Ministry To Split Set Between Nostalgia and Novelty

Ministry frontman Al Jourgensen can at first glance seem an intimidating soul. His appearance is set off by long dreadlocks and piercings all over the face; plus you’re bound to take notice of the knife-like stare and intense stage demeanor.

Once you start chatting with him though, you start noticing the guy is actually super-friendly and even warm, with a hearty laugh that easily fills the room. When asked about the day of press he has booked, he says, “Being a promosexual is a very difficult job.”

The past couple of years have been just as weird for Ministry as it has been for everyone else. The band was supposed to tour in celebration of their 30th year since Mind is a Terrible Thing to Taste came out, and that’s when Covid hit. Now it’s been 32 years since that album was released, and Psalm 69 is celebrating its 30th instead. To top all that, the band released their new album Moral Hygiene, which quite frankly has to be the best thing they’ve put out since Psalm 69.

Ministry is now back on tour and making up for lost time. Their upcoming show at Anaheim’s House of Blues alongside the Melvins and Corrosion of Conformity is going to be their first performance in Southern California subsequent to the one where they played at Slayer’s final show, which was held at the Forum in late 2019.

“Yes, it’s been almost two and a half years,” Jourgensen says. “Quite the journey since our little imposed quarantine lives that we’ve partaken in. I managed to get the equivalent of almost two, two and a half albums done just by being in enforced imprisonment through quarantine. Believe me, I’m not complaining, but I have a studio in my house so, OK, there’s nothing to do – let’s just be creative for a couple of years. It’s worked out well, but I’m really looking forward to getting back on the road, which I never thought I’d say, but here we are.”

On Moral Hygiene, he says: “I knew when we were done with that, that OK, this is a good one. This is a keeper. After 15 or 17, there’s probably maybe four or five keepers. This is in the keeper category. It seems to be like, everything that’s talked about on that album is really coming to fruition more so than ever. Things like fascism coming to a head. They’re trying every legal trick in the book to impose authoritarianism on this country, with voting rights and all the stuff that we were singing about then is now coming to fruition.”

Jorgensen has consistently been the type to voice his opinions on things he’s passionate about, with some level of the punk rock rebellion inherent in the man as well as his various bands. The band’s latest offing is overtly punk, containing an “anarchy”-esque font to a guest feature by Jello Biafra, as well as a cover of “Search and Destroy” which was originally performed by the Stooges.

“It wasn’t a conscious effort, but it definitely started steering in that direction,” Jorgensen says. “What else do we have to lose? They’ve stripped away everything from us. We’re in quarantine with no possibility of making any kind of money over the next couple of years. We’ve just got to hunker down and that was the DIY punk rock spirit of the early ‘80s, late ‘70s, which I was a part of as well. It kind of was a throwback that way. It was getting into a hot tub time machine and going back to that.”

Jourgensen has been tight with Biafra for some time now, with the duo even forming a 1988 project together named Lard. Jourgensen says there’s more of that coming.
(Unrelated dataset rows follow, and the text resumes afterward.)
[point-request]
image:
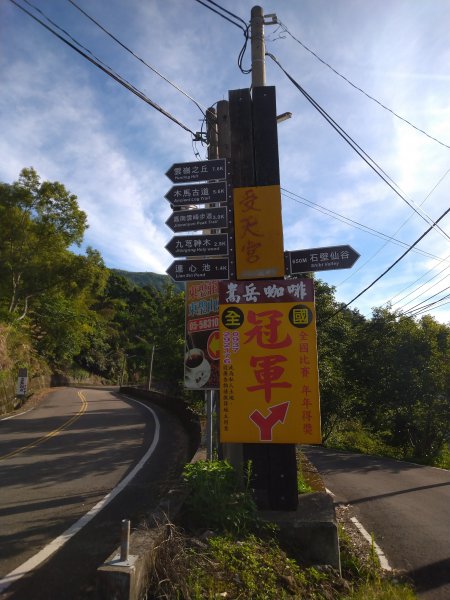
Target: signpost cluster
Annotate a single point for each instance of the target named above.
(205, 256)
(250, 312)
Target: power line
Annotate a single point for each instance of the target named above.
(222, 15)
(202, 109)
(108, 71)
(243, 26)
(428, 306)
(351, 142)
(286, 30)
(228, 12)
(421, 293)
(351, 222)
(395, 233)
(387, 270)
(416, 306)
(414, 282)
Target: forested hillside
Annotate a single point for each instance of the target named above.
(384, 381)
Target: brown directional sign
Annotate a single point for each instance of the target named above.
(203, 193)
(197, 270)
(203, 170)
(320, 259)
(198, 245)
(203, 218)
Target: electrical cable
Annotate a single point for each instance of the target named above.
(174, 85)
(413, 308)
(351, 142)
(427, 307)
(355, 271)
(445, 278)
(419, 312)
(286, 30)
(245, 28)
(414, 282)
(228, 12)
(108, 71)
(221, 15)
(386, 270)
(351, 222)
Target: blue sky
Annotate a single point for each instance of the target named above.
(72, 123)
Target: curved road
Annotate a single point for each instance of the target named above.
(60, 460)
(405, 506)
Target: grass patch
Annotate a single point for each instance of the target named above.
(224, 551)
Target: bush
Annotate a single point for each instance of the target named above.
(217, 498)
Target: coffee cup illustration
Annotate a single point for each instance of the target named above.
(196, 369)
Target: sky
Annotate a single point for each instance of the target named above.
(74, 124)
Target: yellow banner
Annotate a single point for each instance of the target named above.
(258, 232)
(269, 381)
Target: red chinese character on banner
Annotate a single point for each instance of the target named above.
(249, 201)
(266, 327)
(307, 428)
(267, 374)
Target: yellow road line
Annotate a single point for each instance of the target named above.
(51, 434)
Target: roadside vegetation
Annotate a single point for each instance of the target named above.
(222, 549)
(384, 380)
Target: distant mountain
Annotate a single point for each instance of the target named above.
(145, 278)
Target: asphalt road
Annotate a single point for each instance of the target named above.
(405, 506)
(60, 460)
“[Jello] didn’t come here – he’s in San Francisco,” Jourgensen recalls. “We exchanged hard drives, and some drop boxes and stuff. I just knew that song was meant for him. I tried to take a stab at the vocals and I wasn’t happy with it, so we sent it to Uncle Jello, and he came back with that. We were like, ‘Yes, that’s it.’ Because we had all this time on our hands, we wound up writing another five, six, seven songs that are headed Jello’s way and I’m eagerly anticipating his renditions of his vocal takes on those songs. So it looks like we have a new Lard album coming out, too, next year. That’s a bonus.”

The Ministry song on which Jello sings is titled “Sabotage is Sex,” and it’s a snotty punk anthem as well as one of the highlights of the album.

“That track is a throwback,” Jourgensen declares. “It was a lot of fun to make, just the exchange process – this is the new reality we live in. This is how you write music. You send it through the ether and somebody picks it up and does their stuff and sends it back through the ether to you. There you go, without any human contact. This is where we’re at. But either way, it was still a lot of fun. Just hearing the process of how that song grew. I can’t wait to play this stuff.”

 “We have a two-year lag because of COVID,” Jourgensen says. “I kinda thought it was dumb – we had scheduled a 30-year anniversary tip of the cap to that era of Ministry, and I was down for that, it made sense, but two years later in quarantine, this is now the 32nd year of Mind is a Terrible Thing to Taste, not the 30th, and Psalm 69 is now hitting 30. So we’re in a strange spot, so on this live show, we are going to give a little bit of a tip of the cap to some of the Psalm 69 songs, as well as MIATTTT, as well as Pailhead, as well as RevCo. It’s literally a throwback. When that’s done, we come out and start hitting them with the new stuff.”